Ultra-high-performance liquid chromatography (UHPLC) Analysis

UHPLC analysis was performed as previously described15. The separation conditions were further optimized for the separation of HbG from HbS. A reverse-phase column at a temperature of 75 °C was used. Mobile phases were 0.1% v trifluoroacetic acid (TFA) in water (A) and 0.08% v TFA in acetonitrile (B) with a flow rate of 0.25 mL min-1. A gradient of 38–48%B 0–23 min; 48–99%B 10–23–26 min; and 99–38%B to 26–28 min was applied. Sample injection volume was 10 μL. UV spectra at a wavelength of 220 nm with a data rate of 5 Hz were collected throughout the analysis.

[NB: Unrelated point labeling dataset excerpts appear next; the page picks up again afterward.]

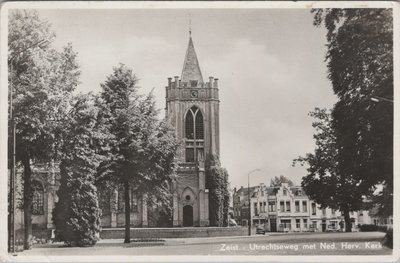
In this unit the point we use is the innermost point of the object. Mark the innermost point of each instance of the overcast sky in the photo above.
(270, 64)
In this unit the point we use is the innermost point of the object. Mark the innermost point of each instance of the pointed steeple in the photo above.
(191, 69)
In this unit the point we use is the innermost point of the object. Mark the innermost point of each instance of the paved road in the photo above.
(363, 243)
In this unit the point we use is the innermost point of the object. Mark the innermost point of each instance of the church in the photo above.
(192, 108)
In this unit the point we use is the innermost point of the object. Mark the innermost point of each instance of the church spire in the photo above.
(191, 69)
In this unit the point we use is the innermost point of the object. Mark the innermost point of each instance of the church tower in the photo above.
(192, 107)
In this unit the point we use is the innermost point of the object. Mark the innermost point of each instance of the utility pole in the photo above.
(11, 222)
(248, 194)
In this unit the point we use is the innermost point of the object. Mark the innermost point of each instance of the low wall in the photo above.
(184, 232)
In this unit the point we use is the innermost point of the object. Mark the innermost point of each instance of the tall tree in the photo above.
(217, 183)
(76, 215)
(324, 182)
(42, 80)
(277, 181)
(360, 66)
(143, 149)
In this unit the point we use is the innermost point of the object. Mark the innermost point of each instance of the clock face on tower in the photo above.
(194, 94)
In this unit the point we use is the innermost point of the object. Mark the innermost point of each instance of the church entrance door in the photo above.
(188, 215)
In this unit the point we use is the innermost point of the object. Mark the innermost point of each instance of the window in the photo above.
(104, 201)
(199, 125)
(189, 125)
(134, 207)
(271, 206)
(304, 206)
(286, 223)
(313, 209)
(189, 155)
(121, 200)
(193, 83)
(194, 130)
(314, 224)
(297, 206)
(305, 223)
(38, 198)
(287, 206)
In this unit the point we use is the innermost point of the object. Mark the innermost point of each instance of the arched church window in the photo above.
(194, 130)
(199, 124)
(38, 198)
(189, 124)
(194, 124)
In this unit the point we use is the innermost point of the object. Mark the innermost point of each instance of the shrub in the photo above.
(76, 215)
(388, 240)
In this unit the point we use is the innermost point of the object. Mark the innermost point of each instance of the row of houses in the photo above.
(288, 208)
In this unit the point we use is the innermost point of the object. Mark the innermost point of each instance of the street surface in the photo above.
(358, 243)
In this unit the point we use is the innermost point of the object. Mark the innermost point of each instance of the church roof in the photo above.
(191, 68)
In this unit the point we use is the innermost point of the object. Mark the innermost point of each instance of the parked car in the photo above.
(260, 230)
(232, 222)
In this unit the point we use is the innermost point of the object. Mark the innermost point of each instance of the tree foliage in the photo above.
(217, 183)
(42, 80)
(324, 182)
(142, 154)
(360, 66)
(277, 181)
(76, 214)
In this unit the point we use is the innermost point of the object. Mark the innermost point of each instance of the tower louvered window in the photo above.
(194, 134)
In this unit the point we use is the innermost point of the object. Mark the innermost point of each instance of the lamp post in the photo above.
(248, 194)
(11, 233)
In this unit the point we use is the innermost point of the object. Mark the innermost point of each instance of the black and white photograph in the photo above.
(187, 131)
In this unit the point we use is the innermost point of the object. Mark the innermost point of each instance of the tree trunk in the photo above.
(347, 220)
(27, 203)
(127, 213)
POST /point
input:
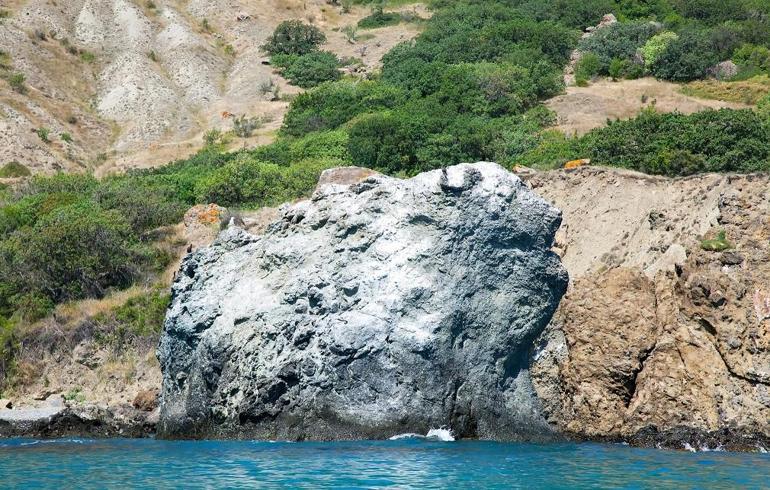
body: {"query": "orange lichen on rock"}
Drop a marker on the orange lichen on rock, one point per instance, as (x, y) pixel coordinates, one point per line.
(204, 214)
(577, 163)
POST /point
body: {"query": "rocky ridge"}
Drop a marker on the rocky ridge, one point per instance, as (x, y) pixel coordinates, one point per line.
(373, 309)
(657, 333)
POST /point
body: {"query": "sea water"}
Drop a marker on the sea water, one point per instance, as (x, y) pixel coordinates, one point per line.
(402, 463)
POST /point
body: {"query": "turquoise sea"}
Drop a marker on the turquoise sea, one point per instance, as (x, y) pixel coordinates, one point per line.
(123, 463)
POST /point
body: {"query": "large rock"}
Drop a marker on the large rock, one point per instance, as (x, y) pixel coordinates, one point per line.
(659, 340)
(377, 308)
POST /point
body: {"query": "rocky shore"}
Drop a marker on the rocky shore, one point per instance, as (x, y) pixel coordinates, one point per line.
(55, 419)
(382, 306)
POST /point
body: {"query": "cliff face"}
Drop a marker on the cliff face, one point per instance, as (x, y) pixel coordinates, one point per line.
(373, 309)
(656, 330)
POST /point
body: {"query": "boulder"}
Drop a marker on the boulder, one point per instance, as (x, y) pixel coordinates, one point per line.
(146, 400)
(375, 308)
(724, 70)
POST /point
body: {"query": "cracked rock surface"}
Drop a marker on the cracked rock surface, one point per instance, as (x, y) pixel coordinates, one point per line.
(375, 308)
(657, 335)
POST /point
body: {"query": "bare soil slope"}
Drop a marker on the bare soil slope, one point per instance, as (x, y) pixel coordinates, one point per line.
(582, 109)
(657, 330)
(136, 83)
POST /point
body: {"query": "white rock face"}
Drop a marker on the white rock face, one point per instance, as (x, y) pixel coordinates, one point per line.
(379, 308)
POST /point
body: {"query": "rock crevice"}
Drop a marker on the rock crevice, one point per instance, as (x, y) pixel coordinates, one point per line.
(377, 307)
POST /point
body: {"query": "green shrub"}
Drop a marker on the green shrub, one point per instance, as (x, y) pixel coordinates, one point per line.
(144, 314)
(43, 134)
(687, 58)
(331, 105)
(76, 251)
(587, 67)
(244, 127)
(311, 69)
(718, 244)
(618, 41)
(763, 109)
(252, 183)
(655, 46)
(14, 169)
(750, 56)
(378, 18)
(676, 144)
(87, 56)
(294, 37)
(16, 81)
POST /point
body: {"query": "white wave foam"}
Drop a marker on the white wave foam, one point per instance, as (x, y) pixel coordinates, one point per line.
(441, 434)
(408, 435)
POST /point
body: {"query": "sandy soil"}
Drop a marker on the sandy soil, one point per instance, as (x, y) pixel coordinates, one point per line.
(581, 109)
(160, 77)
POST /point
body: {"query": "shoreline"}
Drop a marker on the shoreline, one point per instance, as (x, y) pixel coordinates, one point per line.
(92, 422)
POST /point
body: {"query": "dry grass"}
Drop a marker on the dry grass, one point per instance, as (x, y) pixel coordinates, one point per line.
(72, 313)
(745, 91)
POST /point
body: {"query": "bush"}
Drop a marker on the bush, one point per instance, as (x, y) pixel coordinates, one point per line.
(43, 134)
(331, 105)
(676, 144)
(378, 18)
(763, 109)
(14, 169)
(587, 67)
(656, 46)
(16, 81)
(687, 58)
(619, 41)
(750, 56)
(294, 37)
(142, 315)
(718, 244)
(253, 183)
(311, 69)
(76, 251)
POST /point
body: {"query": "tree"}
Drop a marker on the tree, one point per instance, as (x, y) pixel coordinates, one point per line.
(294, 37)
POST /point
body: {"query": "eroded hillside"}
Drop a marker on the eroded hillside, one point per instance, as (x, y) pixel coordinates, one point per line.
(116, 84)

Genomic DNA extraction and NGS

Genomic DNA from cells was isolated using the Quick Extract (Lucigen) per manufacturer’s recommended protocol. Genomic DNA samples were amplified and prepared for high throughput sequencing as previously reported32.

Reporting summary

Further information on research design is available in the Nature Portfolio Reporting Summary linked to this article.